The uniqueness of each personalized speech profile provides an additional application of the technology, as a dynamic method for end user identification and authentication. The profile could be employed to validate each individual end user’s identity, in a manner similar to biometrics technologies. Unlike conventional biometrics technologies which are static and fixed (e.g., fingerprint or retinal scanning), the speech profile would provide a method for dynamic user identification and authentication. Not only could an end user’s identity be validated with the technology, but the corresponding stress measure recorded during the authentication process could be cross-referenced with the individual end user’s speech stress profile database to gauge how this stress relates to the historical measures of the end user and resulting performance outcomes. The result of this analysis could determine the degree of access and workflow allowed, in keeping with the specific task being performed. As an example, an interventional radiologist preparing to perform a technically challenging procedure may be required to undergo identification and authentication using speech stress analysis. The input data would be used to collectively validate their identity, correlate the stress measurement with their personalized profile, and correlate this with context-specific performance data. In one example, the interventional radiologist’s recorded stress measurement may be within a range consistent with high performance and safety measures for the specific procedure and authentication would be granted. In another example, the interventional radiologist’s recorded stress measure may be associated with lower than acceptable quality/safety performance data. In this scenario, a preemptory alert may notify the radiologist of the concern and trigger an alternative strategy (e.g., postponing the procedure, deferring to another colleague).
The dynamic capabilities of the personalized speech profile can also extend to stressors affecting speech (e.g., sleepiness, illness), which could impact stress and job performance. The ability to longitudinally track and analyze speech characteristics over a prolonged time period of use for each individual end user provides a mechanism for determining the degree of speech variability and its relationship to external stressors. The ultimate goal is to continuously refine the personalized speech profile in accordance with the dynamic and changing attributes of each individual end user, while using historical stress and performance data to predict future stress and guide “best use” applications of the technology, as it relates to the specific task and end user.
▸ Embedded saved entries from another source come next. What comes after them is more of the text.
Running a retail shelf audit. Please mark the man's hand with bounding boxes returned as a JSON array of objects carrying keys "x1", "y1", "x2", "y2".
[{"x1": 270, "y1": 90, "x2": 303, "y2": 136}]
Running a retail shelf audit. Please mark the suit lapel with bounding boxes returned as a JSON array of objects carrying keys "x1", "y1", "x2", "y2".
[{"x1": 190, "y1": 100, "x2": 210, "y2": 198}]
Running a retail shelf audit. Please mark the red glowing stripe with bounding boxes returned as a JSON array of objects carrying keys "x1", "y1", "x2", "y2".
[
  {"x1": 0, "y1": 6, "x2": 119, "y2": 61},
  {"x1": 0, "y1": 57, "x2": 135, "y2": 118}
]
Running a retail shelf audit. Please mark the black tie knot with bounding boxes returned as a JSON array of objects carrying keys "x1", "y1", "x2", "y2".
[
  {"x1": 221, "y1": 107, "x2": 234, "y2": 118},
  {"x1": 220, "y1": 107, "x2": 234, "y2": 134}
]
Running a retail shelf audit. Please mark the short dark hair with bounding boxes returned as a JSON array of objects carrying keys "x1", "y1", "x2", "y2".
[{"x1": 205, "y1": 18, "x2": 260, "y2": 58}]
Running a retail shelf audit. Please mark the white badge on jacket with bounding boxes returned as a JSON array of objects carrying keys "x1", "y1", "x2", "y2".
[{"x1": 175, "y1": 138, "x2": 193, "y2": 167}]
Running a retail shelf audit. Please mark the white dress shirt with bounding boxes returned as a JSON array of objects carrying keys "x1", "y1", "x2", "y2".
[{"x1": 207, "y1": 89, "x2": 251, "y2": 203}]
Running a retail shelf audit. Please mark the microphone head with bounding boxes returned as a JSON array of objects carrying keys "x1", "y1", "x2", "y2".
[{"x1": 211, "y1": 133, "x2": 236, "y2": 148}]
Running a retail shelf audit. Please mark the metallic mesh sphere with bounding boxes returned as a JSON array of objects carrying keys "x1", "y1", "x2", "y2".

Implementation Goals and Objectives
The combined standardized speech stress analysis, personalized profile, task complexity, and clinical outcomes data could ultimately be used to determine the specific inflection point at which performance metrics begin to deteriorate with elevated stress levels, which would be specific to both the individual end user and tasks being performed. In order to take into account the dynamic nature of these data, it is essential that longitudinal user and context-specific stress data be utilized, in order to account for fluctuations in performance. The calculated levels of “acceptable stress” will be unique to each individual end user and can change over time, in accordance with their individual performance and stress data variations. This adaptability of the data and technology implementation strategy is predicated on the simple facts that individual end users experience stress differently and exhibit different performance outcomes, which are often task dependent. Societal standards based upon meta-analysis of the data can determine the quality threshold requirements, and these can in turn be applied to each individual end user to determine the inflection point for triggering intervention.
The various types of intervention strategies have been described [8] and can include changes to workload distribution, employment of automated workflow templates, use of computerized decision support tools, and mandatory time-outs (with personalized stress reduction options). The goal is to ensure quality standards are maintained in keeping with the unique performance data of each individual end user, while also providing some degree of flexibility in accordance with individual end user preferences and workflow demands.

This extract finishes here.